Был такой момент... Это недостойное любопытство, да. Самому Верещагину наверняка глубоко отвратительное. Я знала, что: долгое время Василий Васильевич был женат на немке Элизабет Марии Фишер, которой было всего 15, когда они познакомились в Мюнхене (а ему-то почти 30), которая поехала за ним в Россию и там стала Елизаветой Кондратьевной, и он с ней обвенчался только спустя 12 лет, потому что не жаловал церковных обрядов, и потом они вместе путешествовали по Индии и Тибету, и у них родилась, а потом умерла дочь Клавдия. А потом как-то так очень скупо везде говорится, что с Елизаветой Кондратьевной Верещагин развелся, назначив ей пожизненное содержание, и женился на Лидии Васильевне Андреевской. Которая к тому времени уже родила ему дочь Лидию. Имя еще какое-то заколдованное: эта первая дочь Лидия умерла шестилетней, а через два года родилась девочка, которую тоже назвали Лидией (единственная продолжательница рода, хотя были еще Анна и Василий). Я это прочла на большом стенде, а потом в отделе выставки, где документы, письма и фотографии, увидела сплошную Лидию Васильевну… и только совсем чуточку Елизаветы Кондратьевны: пара писем, где она пишет на старательном ужасном русском, которого, бедная, так и не смогла нормально выучить. И вот она пишет выздоравливающему в госпитале после ранения мужу, что узнала от Стасова, что он собирается опять возвращаться на войну, и ей плохо до невозможности, очень страшно, и его смерти она не переживет, и лучше пусть бы он ее убил, а то совсем нет сил. И ответ мужа, такой спокойный очень, типа, да ладно, чего тут беспокоиться, все нормально будет. Я это прочла и почему-то страшно жалко стало Елизавету Кондратьевну, плюс там дальше этот роман с Лидией Васильевной, и развод, и вообще…

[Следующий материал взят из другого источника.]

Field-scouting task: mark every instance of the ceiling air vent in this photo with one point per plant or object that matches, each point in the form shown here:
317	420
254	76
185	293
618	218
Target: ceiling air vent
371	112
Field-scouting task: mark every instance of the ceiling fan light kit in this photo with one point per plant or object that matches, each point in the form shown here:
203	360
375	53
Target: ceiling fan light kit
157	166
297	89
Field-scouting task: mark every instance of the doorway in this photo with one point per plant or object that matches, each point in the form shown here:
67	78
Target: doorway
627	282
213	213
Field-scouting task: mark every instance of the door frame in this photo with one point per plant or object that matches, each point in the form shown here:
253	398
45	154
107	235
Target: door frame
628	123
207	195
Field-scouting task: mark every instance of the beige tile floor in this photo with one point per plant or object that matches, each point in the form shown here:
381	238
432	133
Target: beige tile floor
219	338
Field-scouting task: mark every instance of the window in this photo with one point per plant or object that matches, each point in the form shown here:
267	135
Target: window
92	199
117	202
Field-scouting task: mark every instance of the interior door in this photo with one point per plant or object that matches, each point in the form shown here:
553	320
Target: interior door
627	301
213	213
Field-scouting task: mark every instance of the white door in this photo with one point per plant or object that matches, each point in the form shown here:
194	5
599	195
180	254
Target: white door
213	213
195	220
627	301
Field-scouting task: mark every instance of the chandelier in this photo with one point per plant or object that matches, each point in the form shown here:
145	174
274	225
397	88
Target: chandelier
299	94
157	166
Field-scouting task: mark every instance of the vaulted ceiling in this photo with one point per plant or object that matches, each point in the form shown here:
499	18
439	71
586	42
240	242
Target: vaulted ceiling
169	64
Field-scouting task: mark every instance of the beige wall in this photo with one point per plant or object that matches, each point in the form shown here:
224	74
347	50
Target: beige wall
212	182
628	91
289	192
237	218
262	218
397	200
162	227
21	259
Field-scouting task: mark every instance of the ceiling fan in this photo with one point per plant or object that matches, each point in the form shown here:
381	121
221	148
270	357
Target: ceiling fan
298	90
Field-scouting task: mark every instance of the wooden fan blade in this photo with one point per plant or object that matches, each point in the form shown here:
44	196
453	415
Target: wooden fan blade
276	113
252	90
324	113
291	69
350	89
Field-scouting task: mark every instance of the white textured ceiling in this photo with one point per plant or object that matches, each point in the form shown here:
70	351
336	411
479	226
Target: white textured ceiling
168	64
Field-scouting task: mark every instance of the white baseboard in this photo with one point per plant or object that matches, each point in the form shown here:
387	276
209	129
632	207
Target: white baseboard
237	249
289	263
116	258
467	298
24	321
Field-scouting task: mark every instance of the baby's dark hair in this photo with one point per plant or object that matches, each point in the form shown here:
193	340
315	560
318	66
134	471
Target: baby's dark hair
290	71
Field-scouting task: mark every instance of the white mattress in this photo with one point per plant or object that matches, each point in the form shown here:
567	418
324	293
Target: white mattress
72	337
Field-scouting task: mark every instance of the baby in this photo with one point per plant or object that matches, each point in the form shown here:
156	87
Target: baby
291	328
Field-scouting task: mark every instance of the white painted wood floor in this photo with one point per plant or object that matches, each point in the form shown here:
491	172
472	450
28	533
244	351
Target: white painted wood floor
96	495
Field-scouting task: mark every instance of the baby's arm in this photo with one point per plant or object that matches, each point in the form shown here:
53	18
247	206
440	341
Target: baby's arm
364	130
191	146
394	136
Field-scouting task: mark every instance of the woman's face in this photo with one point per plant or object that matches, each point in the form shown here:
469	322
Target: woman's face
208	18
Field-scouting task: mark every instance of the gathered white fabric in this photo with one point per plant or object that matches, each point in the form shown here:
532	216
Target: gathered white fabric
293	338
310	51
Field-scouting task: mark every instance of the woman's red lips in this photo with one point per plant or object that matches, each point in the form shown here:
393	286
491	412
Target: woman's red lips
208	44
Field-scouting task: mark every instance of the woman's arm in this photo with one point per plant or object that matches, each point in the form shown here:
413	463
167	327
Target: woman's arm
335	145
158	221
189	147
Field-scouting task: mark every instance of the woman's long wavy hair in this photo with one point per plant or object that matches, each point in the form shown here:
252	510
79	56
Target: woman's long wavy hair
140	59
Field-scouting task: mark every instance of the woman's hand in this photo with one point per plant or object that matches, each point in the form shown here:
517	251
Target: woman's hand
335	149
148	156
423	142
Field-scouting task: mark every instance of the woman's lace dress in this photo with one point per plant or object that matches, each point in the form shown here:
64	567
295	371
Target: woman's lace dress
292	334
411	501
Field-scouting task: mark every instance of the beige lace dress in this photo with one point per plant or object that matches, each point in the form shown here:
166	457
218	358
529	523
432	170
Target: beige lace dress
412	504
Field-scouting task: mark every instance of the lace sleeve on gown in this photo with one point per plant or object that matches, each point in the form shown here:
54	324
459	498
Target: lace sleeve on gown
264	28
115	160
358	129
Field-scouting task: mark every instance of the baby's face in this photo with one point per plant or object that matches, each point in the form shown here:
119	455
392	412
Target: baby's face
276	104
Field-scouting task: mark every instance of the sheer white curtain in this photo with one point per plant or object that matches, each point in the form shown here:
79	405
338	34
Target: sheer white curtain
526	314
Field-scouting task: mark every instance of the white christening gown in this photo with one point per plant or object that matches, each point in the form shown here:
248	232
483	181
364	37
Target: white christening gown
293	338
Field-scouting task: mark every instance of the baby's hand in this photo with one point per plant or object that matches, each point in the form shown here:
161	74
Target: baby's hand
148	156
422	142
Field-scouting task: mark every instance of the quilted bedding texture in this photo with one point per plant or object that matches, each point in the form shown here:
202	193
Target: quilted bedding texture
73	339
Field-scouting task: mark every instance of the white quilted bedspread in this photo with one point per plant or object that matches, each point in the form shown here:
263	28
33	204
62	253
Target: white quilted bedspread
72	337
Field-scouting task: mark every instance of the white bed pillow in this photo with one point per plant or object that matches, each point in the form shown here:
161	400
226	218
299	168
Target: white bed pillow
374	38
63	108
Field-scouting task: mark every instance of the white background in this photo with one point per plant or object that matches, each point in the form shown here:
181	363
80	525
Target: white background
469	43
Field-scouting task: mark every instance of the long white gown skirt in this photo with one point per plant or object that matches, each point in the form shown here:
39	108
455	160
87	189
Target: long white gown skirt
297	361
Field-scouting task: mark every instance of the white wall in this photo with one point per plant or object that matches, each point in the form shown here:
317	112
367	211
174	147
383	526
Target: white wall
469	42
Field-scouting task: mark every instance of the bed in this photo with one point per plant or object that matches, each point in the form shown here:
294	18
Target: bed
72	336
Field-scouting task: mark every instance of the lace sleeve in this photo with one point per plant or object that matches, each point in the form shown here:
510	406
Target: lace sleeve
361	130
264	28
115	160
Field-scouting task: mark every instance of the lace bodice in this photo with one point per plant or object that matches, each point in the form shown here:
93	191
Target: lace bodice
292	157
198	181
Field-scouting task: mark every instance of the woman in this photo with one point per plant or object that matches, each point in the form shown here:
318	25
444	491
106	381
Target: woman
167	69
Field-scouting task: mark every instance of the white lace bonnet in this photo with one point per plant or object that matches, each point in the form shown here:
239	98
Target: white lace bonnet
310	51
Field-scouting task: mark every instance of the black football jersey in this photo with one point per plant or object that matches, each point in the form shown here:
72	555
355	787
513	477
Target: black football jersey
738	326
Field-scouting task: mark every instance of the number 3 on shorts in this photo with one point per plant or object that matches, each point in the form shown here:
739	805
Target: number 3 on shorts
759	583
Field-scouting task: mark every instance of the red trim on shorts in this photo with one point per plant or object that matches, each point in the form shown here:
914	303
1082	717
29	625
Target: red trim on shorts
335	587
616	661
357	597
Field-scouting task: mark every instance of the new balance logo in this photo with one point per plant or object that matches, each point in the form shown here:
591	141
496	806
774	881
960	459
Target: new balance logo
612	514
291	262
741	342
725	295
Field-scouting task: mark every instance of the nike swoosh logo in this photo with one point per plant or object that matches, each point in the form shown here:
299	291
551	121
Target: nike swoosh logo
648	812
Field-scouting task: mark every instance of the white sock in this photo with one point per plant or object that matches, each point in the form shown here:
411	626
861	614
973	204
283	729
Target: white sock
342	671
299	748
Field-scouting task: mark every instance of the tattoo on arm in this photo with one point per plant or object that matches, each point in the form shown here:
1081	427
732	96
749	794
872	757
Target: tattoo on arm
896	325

А это как-то совсем не ложилось в уже составленное впечатление о Василии Васильевиче как практически идеальном… ну ладно, пусть просто «настоящем мужчине». И я решила разобраться, что же там было-то. Заранее не без досады решив, что, видимо, наскучила бедная «старая жена», а тут – молодая, опять же, 23 года, а ему-то – 47, и всё заново, а он, как ни крути, ценитель резких перемен и острых переживаний, и что ж, придется с этим примириться, и вообще, какое мне дело, и даже на серебре бывает патина, в общем, всякое такое. Я же, понимаете, успела в Василия Васильевича влюбиться в совершенно романтическом смысле, как в нескольких героев Переса-Реверте влюблена.

И я нашла. И мне так грустно-грустно стало. Всё в порядке, никакой патины, он – настоящий мужчина, просто жизнь такая. Дурацкая. «Обыкновенная история». Всё, как всегда, как у нас тут вокруг тоже… Вот вам несколько писем.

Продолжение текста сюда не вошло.